S. Cyrille. Le Seigneur est plein de libéralité pour tous les hommes, cependant il ne donne point indistinctement, et au hasard, les choses célestes et divines ; il les réserve pour ceux qui en sont dignes, c’est-à-dire pour ceux qui savent préserver leur âme des souillures du péché, c’est ce que nous enseigne la parole puissante du saint Évangile : « Pendant qu’ils étaient en chemin, un homme lui dit : Je vous suivrai partout où vous irez. » — Remarquons d’abord que cet homme s’approche de Jésus avec beaucoup de tiédeur, et que, par conséquent, ses prétentions sont excessives ; en effet, il ne demande pas à marcher simplement à la suite de Jésus-Christ, à l’exemple d’un grand nombre, mais il aspire ouvertement à la dignité d’apôtre, contrairement à cette parole de saint Paul : « Personne ne peut s’attribuer cet honneur, mais il faut y être appelé de Dieu. » (He 5.) — S. Athan. Il ose encore s’égaler à la puissance incompréhensible du Sauveur en lui disant : « Je vous suivrai, partout où vous irez. » Car si la nature humaine, dans la condition que Dieu lui a faite, peut suivre le Sauveur pour entendre sa doctrine, il lui est impossible de le suivre partout où il est ; car il est incompréhensible, et n’est circonscrit par aucun lieu. — S. Cyrille. Le Sauveur avait encore un autre motif légitime pour ne point accepter l’offre que lui faisait cet homme ; il enseignait qu’il devait auparavant porter sa croix et renoncer aux affections de la vie présente ; et son intention, en lui donnant cette leçon, n’était pas de lui faire un reproche, mais de lui inspirer des dispositions plus parfaites.
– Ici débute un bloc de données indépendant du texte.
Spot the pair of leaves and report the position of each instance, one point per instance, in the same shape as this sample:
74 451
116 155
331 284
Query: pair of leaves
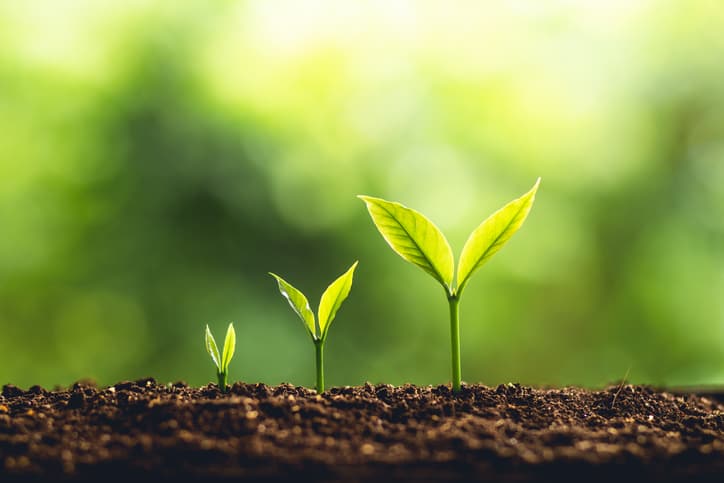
416 239
330 302
222 363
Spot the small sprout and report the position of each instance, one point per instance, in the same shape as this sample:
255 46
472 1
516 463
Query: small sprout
222 363
417 240
317 329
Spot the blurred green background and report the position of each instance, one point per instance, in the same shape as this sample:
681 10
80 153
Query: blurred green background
157 159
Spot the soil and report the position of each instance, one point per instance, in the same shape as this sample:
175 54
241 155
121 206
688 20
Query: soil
147 431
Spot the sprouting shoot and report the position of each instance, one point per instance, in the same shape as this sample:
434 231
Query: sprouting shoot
318 328
417 240
222 363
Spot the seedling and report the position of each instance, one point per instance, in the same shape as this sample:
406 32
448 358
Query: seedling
222 363
318 328
417 240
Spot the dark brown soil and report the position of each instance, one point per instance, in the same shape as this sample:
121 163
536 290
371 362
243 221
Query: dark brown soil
145 431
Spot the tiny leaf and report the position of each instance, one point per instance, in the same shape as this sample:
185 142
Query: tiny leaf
299 304
332 299
211 348
229 347
492 234
413 237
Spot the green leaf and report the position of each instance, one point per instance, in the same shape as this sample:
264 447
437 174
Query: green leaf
299 303
413 237
211 348
332 299
492 234
229 347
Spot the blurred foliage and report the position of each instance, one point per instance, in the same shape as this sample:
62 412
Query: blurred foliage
157 159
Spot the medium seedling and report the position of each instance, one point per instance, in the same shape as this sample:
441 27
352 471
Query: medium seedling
222 363
417 240
318 328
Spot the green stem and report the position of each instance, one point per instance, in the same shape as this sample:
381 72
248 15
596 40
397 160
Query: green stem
221 377
454 302
319 351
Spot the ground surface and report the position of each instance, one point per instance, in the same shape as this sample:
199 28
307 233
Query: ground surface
143 430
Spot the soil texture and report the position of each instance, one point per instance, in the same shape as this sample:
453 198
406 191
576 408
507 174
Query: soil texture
147 431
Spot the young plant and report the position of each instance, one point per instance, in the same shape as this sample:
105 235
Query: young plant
318 328
222 363
419 241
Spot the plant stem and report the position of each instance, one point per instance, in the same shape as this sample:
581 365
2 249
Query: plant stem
454 302
319 350
221 377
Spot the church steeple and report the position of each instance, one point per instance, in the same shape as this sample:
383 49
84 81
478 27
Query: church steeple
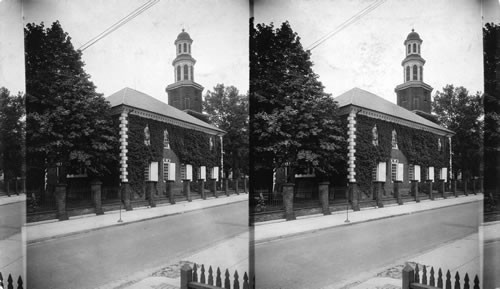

« Jésus lui dit : Les renards ont des tanières, » etc. — Théophile. Cet homme avait vu le Sauveur entraîner une grande multitude à sa suite ; il s’imagina qu’elle lui payait un tribut, et qu’en s’attachant lui-même au Seigneur, il trouverait le moyen de s’enrichir. — Bède. Aussi Jésus lui répond : « Pourquoi n’avez-vous d’autre motif, en désirant me suivre, que d’obtenir les richesses et les avantages de ce monde, lorsque je suis si pauvre, que je ne possède pas même la plus petite demeure, et que le toit qui m’abrite, ne m’appartient pas ? » — S. Chrys. (Ch. des Pèr. gr.) Voyez avec quelle sévérité le Sauveur pratique la pauvreté qu’il avait enseignée ; il n’avait à lui ni table, ni chandelier, ni maison, ni aucune des choses nécessaires à la vie.

S. Cyrille. Dans le sens figuré, les renards et les oiseaux du ciel sont le symbole des puissances malignes et astucieuses des démons, et Jésus semble dire à cet homme : Les renards et les oiseaux du ciel trouvent en vous leur demeure, comment le Christ pourrait-il s’y reposer ? Qu’y a-t-il de commun entre la lumière et les ténèbres ? (2 Co 6, 14.)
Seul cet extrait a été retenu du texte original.